Lexponential: Little Brother

Corey Doctorow is great, he puts his books online under a creative commons license, so they're especially easy to run through the lexponential software. A few days ago, I ran Little Brother through Lexi, and here are a few interesting bits:
  • There were approximately 107,000 words in the novel, and just less than 10,000 different words.
  • 5,054 of the words were only used once
  • 90% of words in the novel are in a list only 2437 items long
  • 70% of words in the novel are in a list only 352 items long
  • 50% of words in the novel are in a list only 77 items long
  • the 12 most often used words in the novel constitute 25% of all the words it contains

Wednesday, September 1, 2010


When I started the job of learning Arabic I asked one of my instructors if there was a way to differentiate between the more and less useful words we were picking up.

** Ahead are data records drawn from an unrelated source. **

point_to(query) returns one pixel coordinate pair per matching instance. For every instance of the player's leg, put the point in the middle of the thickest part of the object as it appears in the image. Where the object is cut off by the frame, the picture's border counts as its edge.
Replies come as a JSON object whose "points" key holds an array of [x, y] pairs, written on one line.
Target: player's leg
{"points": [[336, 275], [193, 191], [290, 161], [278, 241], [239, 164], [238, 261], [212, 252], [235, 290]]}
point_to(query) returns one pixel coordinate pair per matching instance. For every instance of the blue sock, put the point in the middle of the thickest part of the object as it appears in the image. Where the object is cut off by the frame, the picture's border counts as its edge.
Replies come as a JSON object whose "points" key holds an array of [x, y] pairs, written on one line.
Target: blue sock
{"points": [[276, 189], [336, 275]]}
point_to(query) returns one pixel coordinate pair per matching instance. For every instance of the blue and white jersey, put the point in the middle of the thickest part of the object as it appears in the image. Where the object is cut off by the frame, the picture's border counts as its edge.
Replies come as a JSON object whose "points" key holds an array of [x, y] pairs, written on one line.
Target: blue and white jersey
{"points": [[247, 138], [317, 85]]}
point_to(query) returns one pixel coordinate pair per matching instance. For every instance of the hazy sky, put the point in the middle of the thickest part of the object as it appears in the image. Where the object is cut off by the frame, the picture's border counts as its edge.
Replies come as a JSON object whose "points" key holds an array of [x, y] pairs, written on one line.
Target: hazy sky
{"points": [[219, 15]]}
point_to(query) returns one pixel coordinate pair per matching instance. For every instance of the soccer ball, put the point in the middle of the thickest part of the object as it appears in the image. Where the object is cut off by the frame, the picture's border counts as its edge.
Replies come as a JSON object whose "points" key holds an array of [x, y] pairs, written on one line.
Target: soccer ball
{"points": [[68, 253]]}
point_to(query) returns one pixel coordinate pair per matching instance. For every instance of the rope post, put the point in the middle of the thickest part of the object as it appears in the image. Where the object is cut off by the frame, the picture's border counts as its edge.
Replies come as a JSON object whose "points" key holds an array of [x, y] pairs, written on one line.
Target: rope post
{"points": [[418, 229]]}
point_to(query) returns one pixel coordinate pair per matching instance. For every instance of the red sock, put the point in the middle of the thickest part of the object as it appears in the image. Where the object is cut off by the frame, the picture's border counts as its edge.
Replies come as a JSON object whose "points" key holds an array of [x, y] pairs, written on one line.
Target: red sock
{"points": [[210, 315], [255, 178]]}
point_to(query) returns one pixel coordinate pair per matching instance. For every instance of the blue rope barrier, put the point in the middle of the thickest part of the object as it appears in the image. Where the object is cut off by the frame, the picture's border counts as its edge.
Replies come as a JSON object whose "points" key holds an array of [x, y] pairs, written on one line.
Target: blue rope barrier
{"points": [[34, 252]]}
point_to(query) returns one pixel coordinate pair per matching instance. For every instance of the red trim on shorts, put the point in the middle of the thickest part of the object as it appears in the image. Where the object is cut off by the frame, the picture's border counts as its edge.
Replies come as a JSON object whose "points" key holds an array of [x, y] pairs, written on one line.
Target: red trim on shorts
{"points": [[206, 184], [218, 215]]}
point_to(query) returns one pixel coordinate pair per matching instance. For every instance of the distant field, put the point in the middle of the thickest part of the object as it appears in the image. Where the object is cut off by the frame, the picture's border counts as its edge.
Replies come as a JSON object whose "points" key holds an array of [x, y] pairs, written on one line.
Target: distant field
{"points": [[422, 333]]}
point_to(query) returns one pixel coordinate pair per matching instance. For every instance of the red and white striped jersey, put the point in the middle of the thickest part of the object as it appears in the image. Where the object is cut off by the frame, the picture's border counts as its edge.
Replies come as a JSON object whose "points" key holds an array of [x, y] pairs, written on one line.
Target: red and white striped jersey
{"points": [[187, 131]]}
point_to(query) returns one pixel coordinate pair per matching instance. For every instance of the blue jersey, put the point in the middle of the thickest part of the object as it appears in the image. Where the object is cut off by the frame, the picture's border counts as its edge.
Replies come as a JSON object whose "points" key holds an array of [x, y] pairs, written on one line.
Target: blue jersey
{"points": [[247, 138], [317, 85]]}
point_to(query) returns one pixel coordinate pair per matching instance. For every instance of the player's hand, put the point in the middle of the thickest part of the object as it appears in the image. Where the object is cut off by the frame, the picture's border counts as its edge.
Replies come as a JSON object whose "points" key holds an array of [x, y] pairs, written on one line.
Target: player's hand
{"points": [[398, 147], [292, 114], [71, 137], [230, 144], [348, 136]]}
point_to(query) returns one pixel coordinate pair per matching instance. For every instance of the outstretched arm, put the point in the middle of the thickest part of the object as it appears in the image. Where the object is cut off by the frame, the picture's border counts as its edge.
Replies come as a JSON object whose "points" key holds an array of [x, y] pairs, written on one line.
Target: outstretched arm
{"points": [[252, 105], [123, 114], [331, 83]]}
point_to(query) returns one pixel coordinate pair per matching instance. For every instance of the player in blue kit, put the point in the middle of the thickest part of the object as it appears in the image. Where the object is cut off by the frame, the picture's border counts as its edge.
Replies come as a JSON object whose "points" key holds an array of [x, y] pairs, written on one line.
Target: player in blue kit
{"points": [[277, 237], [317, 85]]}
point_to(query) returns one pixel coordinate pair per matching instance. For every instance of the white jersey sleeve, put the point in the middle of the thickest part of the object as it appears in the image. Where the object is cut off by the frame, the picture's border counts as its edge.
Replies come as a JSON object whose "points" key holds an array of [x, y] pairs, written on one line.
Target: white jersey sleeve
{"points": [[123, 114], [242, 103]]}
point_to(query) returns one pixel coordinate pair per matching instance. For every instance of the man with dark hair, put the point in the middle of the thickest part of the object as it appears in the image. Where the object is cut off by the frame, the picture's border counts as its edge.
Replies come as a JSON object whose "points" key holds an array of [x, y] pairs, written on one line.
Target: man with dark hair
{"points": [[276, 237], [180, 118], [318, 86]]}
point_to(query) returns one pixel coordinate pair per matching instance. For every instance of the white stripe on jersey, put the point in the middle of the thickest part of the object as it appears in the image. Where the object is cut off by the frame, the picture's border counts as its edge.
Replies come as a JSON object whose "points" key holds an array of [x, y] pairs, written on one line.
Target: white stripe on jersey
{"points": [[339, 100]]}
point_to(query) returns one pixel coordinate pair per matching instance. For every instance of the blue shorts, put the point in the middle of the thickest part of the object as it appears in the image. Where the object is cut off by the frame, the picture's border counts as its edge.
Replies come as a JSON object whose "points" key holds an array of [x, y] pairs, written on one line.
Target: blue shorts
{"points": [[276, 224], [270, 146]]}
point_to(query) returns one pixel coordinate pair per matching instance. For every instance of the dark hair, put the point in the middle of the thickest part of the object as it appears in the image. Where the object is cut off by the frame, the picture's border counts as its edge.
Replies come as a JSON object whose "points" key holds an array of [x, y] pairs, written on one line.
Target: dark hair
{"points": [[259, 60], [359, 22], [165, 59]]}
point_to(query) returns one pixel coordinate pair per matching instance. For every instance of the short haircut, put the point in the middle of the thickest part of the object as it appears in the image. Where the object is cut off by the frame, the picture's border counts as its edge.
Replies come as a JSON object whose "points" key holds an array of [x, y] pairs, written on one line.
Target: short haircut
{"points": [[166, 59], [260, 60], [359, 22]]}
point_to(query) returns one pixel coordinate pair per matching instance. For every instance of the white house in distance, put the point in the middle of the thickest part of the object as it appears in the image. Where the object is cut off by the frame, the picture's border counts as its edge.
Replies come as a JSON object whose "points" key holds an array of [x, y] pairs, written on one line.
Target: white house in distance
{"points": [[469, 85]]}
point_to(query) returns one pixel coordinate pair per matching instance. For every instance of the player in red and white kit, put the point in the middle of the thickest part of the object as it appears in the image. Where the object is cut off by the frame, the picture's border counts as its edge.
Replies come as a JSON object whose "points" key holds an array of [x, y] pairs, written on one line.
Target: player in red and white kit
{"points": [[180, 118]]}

He said no. I said he was wrong, and since then I've been trying to find a way to prove it.

There was a linguist named George Kingsley Zipf who discovered a pattern in language. Zipf counted how many times each word in the Brown Corpus was used and found a powerlaw, which means the most common word - in English, for example - is used twice as much as the second most common word, which is used twice as much as the fourth, which is twice as common as the eighth, etc...

For English, this means that the 135 most common words constitute HALF of all words written in the language (spoken language is different, and even more dramatic).

I'm kind of ashamed it took me so long do this.

I finally got together with a programmer friend, and we hashed out a plan for some software that would do the kind of word counts we needed to see the pattern.

It works with any sample you feed in, as long as the words are separated by spaces (I've heard Mandarin doesn't space between words, so no luck there). This means that for English, and Russian, and Spanish, and Arabic, and Farsi, and Hebrew, and whatever else you want to feed in, the program will tell you how many times each individual word is used.

Which means that when you're learning a new language - Mr. Language-Instructor-Man - not only are some words more important than others, now we can know exactly how much more important.